I’m finding that the resin consistently gets thicker from the moment that it’s mixed (doesn’t suddenly “kick” like a quality epoxy will), and I have to modify my method of application while coating a larger area. I’m glad that I ‘glassed the wing first, as straighten out my learning curve on the fuselage would have been more painful.

David/Matt,

I do own an Airbrush and compressor, and would not hesitate to make an investment in a larger automotive type gun if needed. I’m still reading about Auto-Air, and it does seem that they are more aligned to the finishing of this project when compared to using a product that is intended to paint a boat (System 3).
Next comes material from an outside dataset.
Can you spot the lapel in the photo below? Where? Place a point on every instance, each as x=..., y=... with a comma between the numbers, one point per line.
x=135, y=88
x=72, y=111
Both have their advantages and draw-backs.

I was drawn to the Nelsons (System3) primarily due to it being fuel-proof and being able to start applying the Primer in the basement with a brush mid-January, but the seeming incompatibility with finer work (ie, actually getting a nice finish directly from the paint gun, and needing to roughen all surfaces prior to repainting) makes me ask the question here.

Auto-Air seems significantly easier to obtain a nice finish, but I’m concerned with the durability aspect with only a clear coat. Can anybody speak to the “fuel-proof-ness” of the Auto-Air when a chip/crack occurs in the clear coat? It is an automotive paint, so I’d suspect some level of toughness.

I plan to keep the paint scheme fairly simple, and somewhat in keeping with the time period. However, I suspect that I will push my luck a bit with some small personal detail just to try it.

Thanks for the help and compliments; I’m giving it my best.